My heart is a wild, strange thing. It has known tremendous heights and the very depths of hell. It has been stronger than I ever imagined it could be, and as fragile as thinnest glass.
I often consider my physical heart, the one that beats and has kept me alive. I worry a little more these days, having just lost my mom to the effects of heart disease one month ago today. She had parents who died instantly from massive coronary incidents, while hers was more insidious..... first, hypertension, then a small heart attack, followed by atrial fibrillation, and then the myocardial infarction that led to organ shutdown and her passing. My doctor -- already drawing blood every quarter for lab work due to another issue -- is now adding another test to look for additional cardiovascular markers and diseases. One more monster for the anxiety barn....
But my metaphysical heart .... my emotional center and the thing that most defines me .... oh, my heart, how you have suffered and ached all because you could not stop loving. No matter how large I once was physically, my heart was at least 3 times that size, even behind turreted walls and towers of steel. I could lock you away like Rapunzel and yet you grew wings and soared all the more.....

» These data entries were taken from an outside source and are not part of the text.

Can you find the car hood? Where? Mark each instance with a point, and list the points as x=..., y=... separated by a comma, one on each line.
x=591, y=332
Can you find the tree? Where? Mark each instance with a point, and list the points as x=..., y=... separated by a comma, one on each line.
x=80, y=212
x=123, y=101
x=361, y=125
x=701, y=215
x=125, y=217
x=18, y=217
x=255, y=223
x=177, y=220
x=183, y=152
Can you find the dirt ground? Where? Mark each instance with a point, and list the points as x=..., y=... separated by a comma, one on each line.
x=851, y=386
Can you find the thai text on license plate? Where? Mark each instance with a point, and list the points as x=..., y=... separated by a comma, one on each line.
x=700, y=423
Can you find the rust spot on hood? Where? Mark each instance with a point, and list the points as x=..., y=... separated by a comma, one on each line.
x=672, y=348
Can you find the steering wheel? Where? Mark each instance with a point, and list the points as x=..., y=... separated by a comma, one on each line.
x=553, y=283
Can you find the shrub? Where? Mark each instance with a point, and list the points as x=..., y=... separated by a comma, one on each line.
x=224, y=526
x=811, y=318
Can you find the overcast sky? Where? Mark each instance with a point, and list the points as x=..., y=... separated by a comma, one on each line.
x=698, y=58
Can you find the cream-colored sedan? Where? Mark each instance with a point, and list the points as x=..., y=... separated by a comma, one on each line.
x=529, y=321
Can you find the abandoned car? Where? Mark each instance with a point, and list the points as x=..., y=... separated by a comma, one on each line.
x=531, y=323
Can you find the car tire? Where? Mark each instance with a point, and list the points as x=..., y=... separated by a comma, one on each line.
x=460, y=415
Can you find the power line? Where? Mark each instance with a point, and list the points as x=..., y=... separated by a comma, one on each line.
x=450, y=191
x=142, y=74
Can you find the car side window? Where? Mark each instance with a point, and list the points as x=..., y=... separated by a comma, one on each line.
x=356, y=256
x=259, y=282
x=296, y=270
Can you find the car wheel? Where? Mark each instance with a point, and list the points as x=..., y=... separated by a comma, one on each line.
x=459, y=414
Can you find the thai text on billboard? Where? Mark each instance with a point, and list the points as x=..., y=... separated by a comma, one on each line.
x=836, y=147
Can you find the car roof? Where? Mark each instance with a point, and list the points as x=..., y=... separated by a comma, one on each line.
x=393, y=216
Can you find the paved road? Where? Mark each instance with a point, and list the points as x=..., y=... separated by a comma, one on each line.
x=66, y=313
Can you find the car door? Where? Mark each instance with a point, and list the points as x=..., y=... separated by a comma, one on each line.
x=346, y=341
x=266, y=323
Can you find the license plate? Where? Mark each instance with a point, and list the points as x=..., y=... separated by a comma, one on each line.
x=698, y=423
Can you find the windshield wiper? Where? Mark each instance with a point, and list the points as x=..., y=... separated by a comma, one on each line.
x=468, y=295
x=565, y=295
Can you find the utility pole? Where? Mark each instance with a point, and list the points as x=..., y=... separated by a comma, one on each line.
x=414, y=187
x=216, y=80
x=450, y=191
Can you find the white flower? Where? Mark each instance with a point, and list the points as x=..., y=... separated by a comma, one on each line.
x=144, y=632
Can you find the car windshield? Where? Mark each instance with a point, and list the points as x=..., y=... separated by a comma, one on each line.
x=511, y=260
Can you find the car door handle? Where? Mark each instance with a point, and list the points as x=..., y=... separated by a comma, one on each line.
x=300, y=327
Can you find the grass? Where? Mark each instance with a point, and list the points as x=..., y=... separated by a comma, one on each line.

Then you were shot down, plummeting to earth and crash-landing in a pile of thorns. Yet you managed to get up, in some Sacred Heart-like fashion, bruised and battered and still beating. Still loving. Healing as you went, you remained guarded and to this day you are guarded still. I promised I wouldn't give you away so easily, and never again to someone so unworthy of such pure emotion.
I lavish my affection on my godchildren (who stole my heart from their first day), my dog (delight of my heart), and to music which has been the blood pumping through that mystical heart of mine. Its beats are a life rhythm for me.